Analysis: More than black support put new mayor in office


Staff Writers

Last update: 06 November 2003

DAYTONA BEACH --Voter registration drives in the black community -- along with citywide core white support -- combined to elect the city's first black mayor, according to an analysis of Tuesday's votes and interviews with local black leaders.

Black political groups submitted more than 1,000 new voter registration applications during the fall campaign, said Walter Fordham, chairman of the political action committee for the Volusia County-Daytona Beach Branch of the National Association for the Advancement of Colored People.

"We had a total new group who committed to the impact of the vote," Fordham said. "We really targeted new voters, persons who had never participated in the process."

Yvonne Scarlett-Golden beat Mike Shallow in Tuesday's election to become the first black mayor in the city's history and only the second woman elected to that post.

Support among black voters, while crucial to Scarlett-Golden's win, was only part of the story. Scarlett-Golden drew at least 23 percent of votes in all 26 polling precincts, including 10 in which blacks comprised less than 10 percent of registered voters. She also won three white-majority precincts in the central part of the city.

Shallow, despite winning 15 of 26 precincts overall, failed to overcome Scarlett-Golden's support among blacks. He drew less than 20 percent of votes in eight precincts -- all with black majorities.

Shallow won just one black-majority precinct, made up of residents near Beville Road.

He won most precincts outside the black community, picking up 71 percent of votes at beachside polling places and 58 percent of mainland precincts where blacks were not a majority of registered voters.
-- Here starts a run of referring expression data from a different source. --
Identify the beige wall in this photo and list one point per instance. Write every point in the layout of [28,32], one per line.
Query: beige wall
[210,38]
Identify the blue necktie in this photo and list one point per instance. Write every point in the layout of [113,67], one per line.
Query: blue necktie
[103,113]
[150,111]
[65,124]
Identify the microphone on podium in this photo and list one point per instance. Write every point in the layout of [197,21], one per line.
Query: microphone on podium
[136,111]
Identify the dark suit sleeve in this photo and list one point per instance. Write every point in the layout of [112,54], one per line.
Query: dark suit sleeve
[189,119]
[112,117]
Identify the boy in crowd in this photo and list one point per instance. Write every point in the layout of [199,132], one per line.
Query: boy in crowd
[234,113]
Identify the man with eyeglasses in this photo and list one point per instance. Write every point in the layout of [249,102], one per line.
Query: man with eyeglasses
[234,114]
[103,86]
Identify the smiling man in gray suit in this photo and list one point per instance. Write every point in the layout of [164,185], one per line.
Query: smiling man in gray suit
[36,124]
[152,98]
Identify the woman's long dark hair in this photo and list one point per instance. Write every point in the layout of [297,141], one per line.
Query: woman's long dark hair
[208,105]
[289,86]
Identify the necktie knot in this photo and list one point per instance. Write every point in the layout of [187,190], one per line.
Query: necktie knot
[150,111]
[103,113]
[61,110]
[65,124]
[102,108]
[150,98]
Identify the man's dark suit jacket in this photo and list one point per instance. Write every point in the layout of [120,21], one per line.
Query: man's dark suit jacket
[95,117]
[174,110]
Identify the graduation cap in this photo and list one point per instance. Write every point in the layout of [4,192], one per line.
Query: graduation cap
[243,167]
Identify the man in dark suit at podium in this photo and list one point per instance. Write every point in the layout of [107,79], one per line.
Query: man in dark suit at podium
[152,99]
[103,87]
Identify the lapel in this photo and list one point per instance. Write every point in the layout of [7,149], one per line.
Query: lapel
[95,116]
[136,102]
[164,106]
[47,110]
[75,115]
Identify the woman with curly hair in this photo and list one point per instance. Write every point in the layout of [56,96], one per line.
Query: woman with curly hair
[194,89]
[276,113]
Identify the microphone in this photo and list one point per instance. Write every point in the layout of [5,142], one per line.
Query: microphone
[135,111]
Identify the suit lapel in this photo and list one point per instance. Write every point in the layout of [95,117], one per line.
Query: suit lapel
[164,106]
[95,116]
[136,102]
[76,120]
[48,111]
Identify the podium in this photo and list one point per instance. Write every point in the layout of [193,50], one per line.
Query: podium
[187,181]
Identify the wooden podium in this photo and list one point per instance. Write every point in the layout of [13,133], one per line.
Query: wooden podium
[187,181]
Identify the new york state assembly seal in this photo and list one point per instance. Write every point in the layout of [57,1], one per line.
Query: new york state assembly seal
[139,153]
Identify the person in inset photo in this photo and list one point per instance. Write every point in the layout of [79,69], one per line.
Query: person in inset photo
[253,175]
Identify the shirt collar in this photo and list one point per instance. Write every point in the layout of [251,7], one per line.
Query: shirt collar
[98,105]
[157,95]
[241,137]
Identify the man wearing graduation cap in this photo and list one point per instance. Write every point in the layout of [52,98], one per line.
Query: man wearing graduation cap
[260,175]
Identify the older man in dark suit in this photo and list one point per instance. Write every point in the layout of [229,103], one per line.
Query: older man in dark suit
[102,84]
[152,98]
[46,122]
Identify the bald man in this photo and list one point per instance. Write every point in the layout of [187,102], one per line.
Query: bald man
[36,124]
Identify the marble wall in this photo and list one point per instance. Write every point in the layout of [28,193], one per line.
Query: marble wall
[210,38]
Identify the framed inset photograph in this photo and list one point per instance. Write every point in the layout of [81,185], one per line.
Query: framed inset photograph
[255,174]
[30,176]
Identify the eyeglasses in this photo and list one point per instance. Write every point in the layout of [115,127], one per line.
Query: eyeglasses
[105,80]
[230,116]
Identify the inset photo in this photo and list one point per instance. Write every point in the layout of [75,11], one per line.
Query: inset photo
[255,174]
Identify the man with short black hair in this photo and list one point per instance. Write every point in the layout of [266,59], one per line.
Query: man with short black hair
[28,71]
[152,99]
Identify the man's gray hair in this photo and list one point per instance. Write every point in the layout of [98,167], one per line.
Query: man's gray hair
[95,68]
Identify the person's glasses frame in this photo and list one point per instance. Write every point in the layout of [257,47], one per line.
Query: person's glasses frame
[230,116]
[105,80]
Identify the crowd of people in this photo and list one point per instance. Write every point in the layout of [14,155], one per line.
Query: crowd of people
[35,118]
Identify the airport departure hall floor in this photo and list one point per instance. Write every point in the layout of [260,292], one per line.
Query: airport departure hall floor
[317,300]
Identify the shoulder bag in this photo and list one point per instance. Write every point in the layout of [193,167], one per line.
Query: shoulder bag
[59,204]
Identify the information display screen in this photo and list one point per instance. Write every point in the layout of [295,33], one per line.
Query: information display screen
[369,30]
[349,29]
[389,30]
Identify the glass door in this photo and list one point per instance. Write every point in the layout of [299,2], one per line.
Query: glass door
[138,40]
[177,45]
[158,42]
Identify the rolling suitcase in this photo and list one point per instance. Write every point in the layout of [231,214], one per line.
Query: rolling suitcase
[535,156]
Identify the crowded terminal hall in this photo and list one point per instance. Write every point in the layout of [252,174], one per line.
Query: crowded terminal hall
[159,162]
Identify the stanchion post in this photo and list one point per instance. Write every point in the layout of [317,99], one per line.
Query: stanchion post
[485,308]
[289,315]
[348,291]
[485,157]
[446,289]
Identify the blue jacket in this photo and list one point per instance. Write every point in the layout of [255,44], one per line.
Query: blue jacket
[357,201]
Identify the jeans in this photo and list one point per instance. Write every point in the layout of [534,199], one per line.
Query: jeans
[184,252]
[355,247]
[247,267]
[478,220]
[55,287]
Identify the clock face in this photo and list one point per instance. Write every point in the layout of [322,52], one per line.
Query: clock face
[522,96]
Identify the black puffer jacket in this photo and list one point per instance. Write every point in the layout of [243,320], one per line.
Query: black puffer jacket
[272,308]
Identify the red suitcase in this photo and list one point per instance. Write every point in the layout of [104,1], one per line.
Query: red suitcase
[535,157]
The voter registration effort by Scarlett-Golden supporters included visits to 23 churches and booths at 18 businesses in the black community.

Organizers, Fordham said, laid out the stakes: Not only could voters elect the first black mayor, they could also help to create the first black majority on the City Commission.

And voters responded, sending Scarlett-Golden to the mayor's desk and two other blacks -- Charles Cherry and Dwayne Taylor -- to the commission. A third black commissioner, Gwen Azama-Edwards, won in Zone 4 on the city's western edge, where white voters outnumber blacks 5,088 to 272.

"The greater issue is the broader community, the vision and strategy to move the city," said Bishop Derek Triplett, pastor of Hope Fellowship Church and chairman of the Black Community Leadership Council.

"We have the opportunity to meet the issues of our community that are difficult and meet them head on together," he said. "I see this as a government of inclusion."